Bringing their talent and skills, a pool of European and Scandinavian textile artists immigrated to the U.S. from the late 1920s through the 1940s. They began to teach in schools such as Black Mountain College (North Carolina), Cranbrook Art Academy (Michigan), and Pond Farm (Northern California). Through high-profile exhibitions and inclusion in college curricula, fiber-based work became widely recognized as a unique discipline of art by the late 1960s and early 1970s. Woven Forms at the Museum of Contemporary Craft (1963) and Wall Hangings (1969) at the Museum of Modern Art (both in New York City) were two groundbreaking exhibitions that introduced to the public a group of vanguardists – a mix of national and international artists influential in the field. Their works radically challenged the confines of weaving by encouraging a reconsideration of the potential of fiber through assertions of scale, bold structural explorations, while positioning fiber within the broader context of contemporary art. Exhibitions focused on fiber art subsequently crossed the U.S. from east to west, culminating in the 1971 exhibition Deliberate Entanglements at the UCLA Art Galleries, accompanied by a citywide, week-long series of events and lectures at area colleges and cultural venues.

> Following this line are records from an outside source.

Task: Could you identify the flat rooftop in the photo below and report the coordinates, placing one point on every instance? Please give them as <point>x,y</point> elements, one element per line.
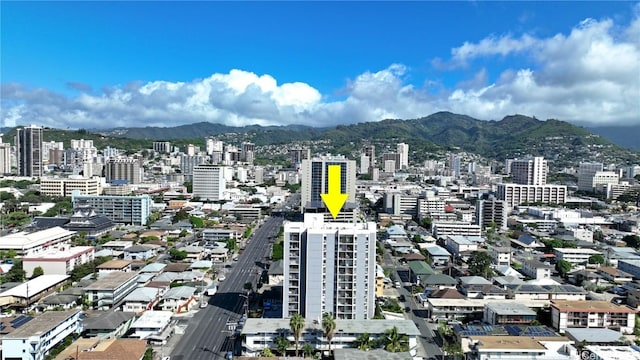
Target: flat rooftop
<point>41,324</point>
<point>111,281</point>
<point>590,306</point>
<point>514,342</point>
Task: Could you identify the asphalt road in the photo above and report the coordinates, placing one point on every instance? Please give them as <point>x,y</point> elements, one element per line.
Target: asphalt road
<point>207,335</point>
<point>417,313</point>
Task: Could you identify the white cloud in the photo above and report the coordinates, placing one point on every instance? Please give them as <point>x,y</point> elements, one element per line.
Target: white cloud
<point>589,75</point>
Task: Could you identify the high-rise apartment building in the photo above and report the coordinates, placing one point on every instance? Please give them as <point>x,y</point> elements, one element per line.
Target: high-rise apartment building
<point>530,171</point>
<point>403,154</point>
<point>5,157</point>
<point>126,169</point>
<point>162,147</point>
<point>29,150</point>
<point>488,211</point>
<point>297,155</point>
<point>329,267</point>
<point>247,152</point>
<point>315,176</point>
<point>208,182</point>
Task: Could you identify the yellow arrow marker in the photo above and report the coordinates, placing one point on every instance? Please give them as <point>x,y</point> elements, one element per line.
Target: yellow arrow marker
<point>334,199</point>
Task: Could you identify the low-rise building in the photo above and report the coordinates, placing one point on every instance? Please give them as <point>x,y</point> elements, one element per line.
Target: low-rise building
<point>508,313</point>
<point>261,333</point>
<point>592,314</point>
<point>500,255</point>
<point>114,266</point>
<point>108,324</point>
<point>111,289</point>
<point>521,348</point>
<point>60,260</point>
<point>438,255</point>
<point>575,255</point>
<point>27,244</point>
<point>536,269</point>
<point>37,337</point>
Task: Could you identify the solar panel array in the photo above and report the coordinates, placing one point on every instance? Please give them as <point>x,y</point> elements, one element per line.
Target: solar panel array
<point>20,320</point>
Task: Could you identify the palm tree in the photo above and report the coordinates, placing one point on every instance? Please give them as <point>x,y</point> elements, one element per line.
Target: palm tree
<point>297,324</point>
<point>394,341</point>
<point>307,350</point>
<point>364,342</point>
<point>329,327</point>
<point>281,345</point>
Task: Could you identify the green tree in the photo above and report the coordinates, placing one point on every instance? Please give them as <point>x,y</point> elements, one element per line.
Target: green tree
<point>632,240</point>
<point>307,350</point>
<point>328,327</point>
<point>37,271</point>
<point>266,352</point>
<point>563,267</point>
<point>178,255</point>
<point>394,341</point>
<point>480,264</point>
<point>281,345</point>
<point>364,342</point>
<point>297,324</point>
<point>596,259</point>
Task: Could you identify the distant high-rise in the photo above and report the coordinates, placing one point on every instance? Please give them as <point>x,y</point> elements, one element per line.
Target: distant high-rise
<point>329,267</point>
<point>129,170</point>
<point>208,182</point>
<point>163,147</point>
<point>529,171</point>
<point>315,175</point>
<point>297,155</point>
<point>403,153</point>
<point>5,157</point>
<point>29,151</point>
<point>247,152</point>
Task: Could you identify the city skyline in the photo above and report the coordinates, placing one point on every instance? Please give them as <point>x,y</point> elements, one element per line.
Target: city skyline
<point>96,65</point>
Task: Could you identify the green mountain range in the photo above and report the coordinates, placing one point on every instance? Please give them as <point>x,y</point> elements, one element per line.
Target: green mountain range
<point>513,136</point>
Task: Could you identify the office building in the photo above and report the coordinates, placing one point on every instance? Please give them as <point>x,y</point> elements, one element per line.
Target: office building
<point>491,211</point>
<point>29,151</point>
<point>188,162</point>
<point>64,187</point>
<point>315,174</point>
<point>5,157</point>
<point>529,171</point>
<point>329,267</point>
<point>516,194</point>
<point>209,182</point>
<point>403,154</point>
<point>133,210</point>
<point>50,147</point>
<point>129,170</point>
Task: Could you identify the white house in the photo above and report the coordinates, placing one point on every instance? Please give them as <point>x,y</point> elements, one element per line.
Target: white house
<point>37,337</point>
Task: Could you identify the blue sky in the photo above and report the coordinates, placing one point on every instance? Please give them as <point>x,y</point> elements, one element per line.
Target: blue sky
<point>105,64</point>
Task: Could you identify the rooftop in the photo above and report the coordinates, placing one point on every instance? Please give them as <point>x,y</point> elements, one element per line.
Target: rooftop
<point>510,308</point>
<point>26,240</point>
<point>514,342</point>
<point>111,281</point>
<point>114,264</point>
<point>590,306</point>
<point>262,325</point>
<point>35,286</point>
<point>42,324</point>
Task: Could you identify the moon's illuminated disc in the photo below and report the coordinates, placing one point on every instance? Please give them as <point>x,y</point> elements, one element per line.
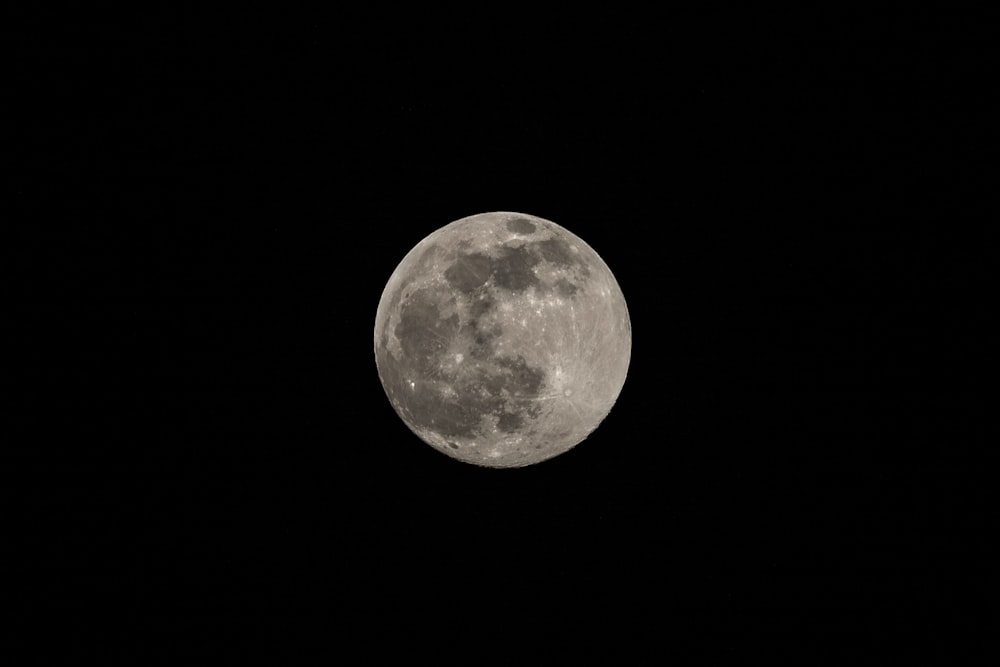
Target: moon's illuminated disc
<point>502,339</point>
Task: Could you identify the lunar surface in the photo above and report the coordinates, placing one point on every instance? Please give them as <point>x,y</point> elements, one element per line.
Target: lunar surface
<point>502,340</point>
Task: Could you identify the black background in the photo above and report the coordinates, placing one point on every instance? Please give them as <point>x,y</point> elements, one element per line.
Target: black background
<point>795,218</point>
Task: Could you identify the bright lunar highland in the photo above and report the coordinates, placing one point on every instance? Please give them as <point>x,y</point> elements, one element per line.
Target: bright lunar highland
<point>502,340</point>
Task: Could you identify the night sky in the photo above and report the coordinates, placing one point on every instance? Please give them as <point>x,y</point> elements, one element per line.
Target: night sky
<point>796,223</point>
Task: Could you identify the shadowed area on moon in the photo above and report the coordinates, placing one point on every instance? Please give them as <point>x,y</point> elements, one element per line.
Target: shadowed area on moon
<point>458,372</point>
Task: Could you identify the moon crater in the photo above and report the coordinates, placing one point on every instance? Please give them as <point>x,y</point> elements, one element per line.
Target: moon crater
<point>502,339</point>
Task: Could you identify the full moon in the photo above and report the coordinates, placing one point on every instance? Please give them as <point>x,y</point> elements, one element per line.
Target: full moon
<point>502,340</point>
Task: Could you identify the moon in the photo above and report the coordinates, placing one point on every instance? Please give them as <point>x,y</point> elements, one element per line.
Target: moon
<point>502,340</point>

Fiber art now began to make its way into the work of multi-disciplinary artists, conversing with the disciplines of textiles and sculpture. Bernard Kester, the curator of Deliberate Entanglements and fiber program head at UCLA (1956 – 1993), viewed college art programs in textiles as the framework for students to develop an “interpretive experimentation” in an environment where “investigation is part of their education.”
Many contemporary fiber artists choose to work on the loom experimenting with unconventional materials and weaves that distort the grid structure of the warp and weft threads. Their weavings may utilize computers to digitize imagery or employ digital methods to print on fabrics that are inserted in their woven works. Artists working off the loom integrate twining, knotting, plaiting, and twisting techniques. For those who create these non-woven forms, their fiber structures move from the flat plane into three-dimensional sculptural space, often intersecting with architecture. Add to these categories the “cross-over” artist who does not identify as a fiber artist but has a strong relationship with textiles and chooses to exploit fiber materials and its processes to realize their creative vision.